Saylor’ın önerisi, ihraççılar, borsalar ve dijital varlık ekosistemindeki diğer katılımcılar için haklar ve sorumluluklardan oluşan sağlam bir çerçeve çağrısında bulunuyor.
Bu çerçeve şeffaflığı, yerel yasalara uyumu ve hesap verilebilirliği sağlamalıdır.
“Kimsenin yalan söyleme, hile yapma veya çalma hakkı yoktur. Tüm katılımcılar eylemlerinde sivil ve cezai olarak sorumludur,” diye vurguladı.
Yeniliği teşvik etmek için Saylor, token ihraç maliyetlerinin bir firmanın yönetim altındaki varlıklarının %1’i ile sınırlanmasını ve yıllık bakım maliyetlerinin 10 baz puanı aşmamasını savunuyor.
Bu yaklaşımın, token ihraç maliyetini 10-100 milyon dolardan 10-100 bin dolara önemli ölçüde düşürebileceğini ve yeni dijital varlıkların piyasaya sürülme süresini dakikalara indirebileceğini savundu.
Saylor, Stablecoin Piyasasını Büyütmeyi Öneriyor
Saylor’un vizyonunun merkezinde, ABD dolarını “küresel rezerv dijital para birimi” olarak konumlandırmak yer alıyor.
Mevcut 25 milyar dolardan 10 trilyon dolara çıkarmayı öneriyor ve bu durumun ABD Hazineleri için önemli bir talep yaratacağını ve doların hakimiyetini güvence altına alacağını söylüyor.
Saylor ayrıca, Cynthia Lummis gibi senatörler ve Başkan seçilen Trump gibi yasa koyucular tarafından desteklenen bir stratejik Bitcoin rezervinin kurulmasını destekliyor.

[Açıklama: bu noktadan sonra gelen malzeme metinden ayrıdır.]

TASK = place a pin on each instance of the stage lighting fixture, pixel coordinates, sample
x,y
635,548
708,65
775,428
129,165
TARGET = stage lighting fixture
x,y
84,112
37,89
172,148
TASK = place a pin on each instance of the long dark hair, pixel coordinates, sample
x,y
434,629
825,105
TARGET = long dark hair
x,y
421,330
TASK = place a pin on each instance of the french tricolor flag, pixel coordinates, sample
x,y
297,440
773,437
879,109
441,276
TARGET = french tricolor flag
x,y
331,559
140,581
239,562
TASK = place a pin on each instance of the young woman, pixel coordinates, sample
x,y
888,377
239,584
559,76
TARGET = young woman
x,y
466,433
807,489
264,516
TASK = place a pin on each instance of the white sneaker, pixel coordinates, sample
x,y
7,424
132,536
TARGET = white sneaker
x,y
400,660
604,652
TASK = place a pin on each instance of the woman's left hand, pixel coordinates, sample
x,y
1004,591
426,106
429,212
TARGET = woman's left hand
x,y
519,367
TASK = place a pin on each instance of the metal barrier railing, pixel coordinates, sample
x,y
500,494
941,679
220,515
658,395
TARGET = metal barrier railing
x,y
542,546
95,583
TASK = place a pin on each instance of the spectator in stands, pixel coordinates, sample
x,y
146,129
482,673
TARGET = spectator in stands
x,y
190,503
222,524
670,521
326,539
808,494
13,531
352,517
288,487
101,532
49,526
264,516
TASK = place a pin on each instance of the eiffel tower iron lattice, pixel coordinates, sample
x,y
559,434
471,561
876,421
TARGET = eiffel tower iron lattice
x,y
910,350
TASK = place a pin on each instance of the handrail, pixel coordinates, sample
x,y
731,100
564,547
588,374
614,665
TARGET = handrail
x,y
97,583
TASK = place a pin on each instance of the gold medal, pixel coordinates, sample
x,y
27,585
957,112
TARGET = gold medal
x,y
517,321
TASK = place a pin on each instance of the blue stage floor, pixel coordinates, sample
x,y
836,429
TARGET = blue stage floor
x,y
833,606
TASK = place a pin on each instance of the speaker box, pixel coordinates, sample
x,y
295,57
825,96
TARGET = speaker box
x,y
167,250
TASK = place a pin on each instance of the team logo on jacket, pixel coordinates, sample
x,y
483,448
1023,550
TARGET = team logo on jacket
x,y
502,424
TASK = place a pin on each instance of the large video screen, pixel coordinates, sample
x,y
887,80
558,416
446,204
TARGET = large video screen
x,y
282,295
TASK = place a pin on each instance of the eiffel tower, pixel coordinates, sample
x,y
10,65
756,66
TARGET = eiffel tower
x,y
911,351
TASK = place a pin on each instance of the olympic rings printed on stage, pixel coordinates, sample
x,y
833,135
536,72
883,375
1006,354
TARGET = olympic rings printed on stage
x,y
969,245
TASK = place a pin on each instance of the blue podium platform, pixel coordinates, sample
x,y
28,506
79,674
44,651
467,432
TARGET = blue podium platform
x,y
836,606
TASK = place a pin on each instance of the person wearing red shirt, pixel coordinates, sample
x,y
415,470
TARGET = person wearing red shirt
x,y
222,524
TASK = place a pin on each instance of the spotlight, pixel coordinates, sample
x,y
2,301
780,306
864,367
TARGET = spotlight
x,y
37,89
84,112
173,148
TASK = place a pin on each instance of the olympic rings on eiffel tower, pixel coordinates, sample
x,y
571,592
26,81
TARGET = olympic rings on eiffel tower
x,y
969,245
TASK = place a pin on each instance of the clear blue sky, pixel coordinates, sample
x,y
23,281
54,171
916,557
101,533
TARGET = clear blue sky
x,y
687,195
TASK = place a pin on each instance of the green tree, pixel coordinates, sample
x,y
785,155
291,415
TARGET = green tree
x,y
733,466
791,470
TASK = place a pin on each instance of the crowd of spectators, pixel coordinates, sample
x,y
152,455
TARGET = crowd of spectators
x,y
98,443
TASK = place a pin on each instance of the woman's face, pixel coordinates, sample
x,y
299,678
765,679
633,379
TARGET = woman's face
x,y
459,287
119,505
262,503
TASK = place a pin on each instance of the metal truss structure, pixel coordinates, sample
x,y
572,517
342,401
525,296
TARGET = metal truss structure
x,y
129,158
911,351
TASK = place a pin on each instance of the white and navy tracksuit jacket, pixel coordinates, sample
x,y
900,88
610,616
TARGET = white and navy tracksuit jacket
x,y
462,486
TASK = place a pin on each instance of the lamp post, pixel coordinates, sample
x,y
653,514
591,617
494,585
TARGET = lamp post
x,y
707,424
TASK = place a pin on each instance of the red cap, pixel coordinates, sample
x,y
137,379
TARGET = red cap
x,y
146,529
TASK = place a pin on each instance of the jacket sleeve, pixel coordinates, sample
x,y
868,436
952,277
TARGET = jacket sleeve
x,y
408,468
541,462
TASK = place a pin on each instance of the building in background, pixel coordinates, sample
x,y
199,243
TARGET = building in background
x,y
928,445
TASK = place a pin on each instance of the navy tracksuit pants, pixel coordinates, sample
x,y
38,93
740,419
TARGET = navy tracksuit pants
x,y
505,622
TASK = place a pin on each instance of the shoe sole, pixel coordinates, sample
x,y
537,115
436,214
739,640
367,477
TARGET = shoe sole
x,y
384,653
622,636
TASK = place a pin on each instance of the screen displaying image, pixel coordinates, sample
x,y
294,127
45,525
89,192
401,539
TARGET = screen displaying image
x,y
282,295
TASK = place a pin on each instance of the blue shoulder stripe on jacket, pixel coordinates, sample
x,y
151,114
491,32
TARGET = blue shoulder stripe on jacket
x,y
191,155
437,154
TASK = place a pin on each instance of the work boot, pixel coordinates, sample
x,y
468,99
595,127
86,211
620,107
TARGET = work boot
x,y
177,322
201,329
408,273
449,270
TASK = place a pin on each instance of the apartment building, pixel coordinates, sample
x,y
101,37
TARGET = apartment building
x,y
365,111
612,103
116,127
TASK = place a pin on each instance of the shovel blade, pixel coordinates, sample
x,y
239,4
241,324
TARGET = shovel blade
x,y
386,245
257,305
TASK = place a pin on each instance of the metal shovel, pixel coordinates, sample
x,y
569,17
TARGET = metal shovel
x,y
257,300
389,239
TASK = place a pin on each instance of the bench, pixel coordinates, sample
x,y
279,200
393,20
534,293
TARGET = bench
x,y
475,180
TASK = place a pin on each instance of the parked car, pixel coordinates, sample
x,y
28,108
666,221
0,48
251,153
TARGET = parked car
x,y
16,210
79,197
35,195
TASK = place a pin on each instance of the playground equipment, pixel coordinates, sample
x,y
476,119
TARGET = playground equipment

Saylor, rezervin boyutunu belirtmese de servetin 16 ila 81 trilyon dolar arasında bir yere ulaşabileceğini, potansiyel olarak ABD’nin 36 trilyon dolarlık ulusal borcunu silebileceğini ileri sürdü.
Trump, hükümetin suç yoluyla ele geçirilen 198.000 BTC’yi elinde tutma taahhüdünü yineledi ve yakın zamanda bir Bitcoin rezervini desteklediğini dile getirdi.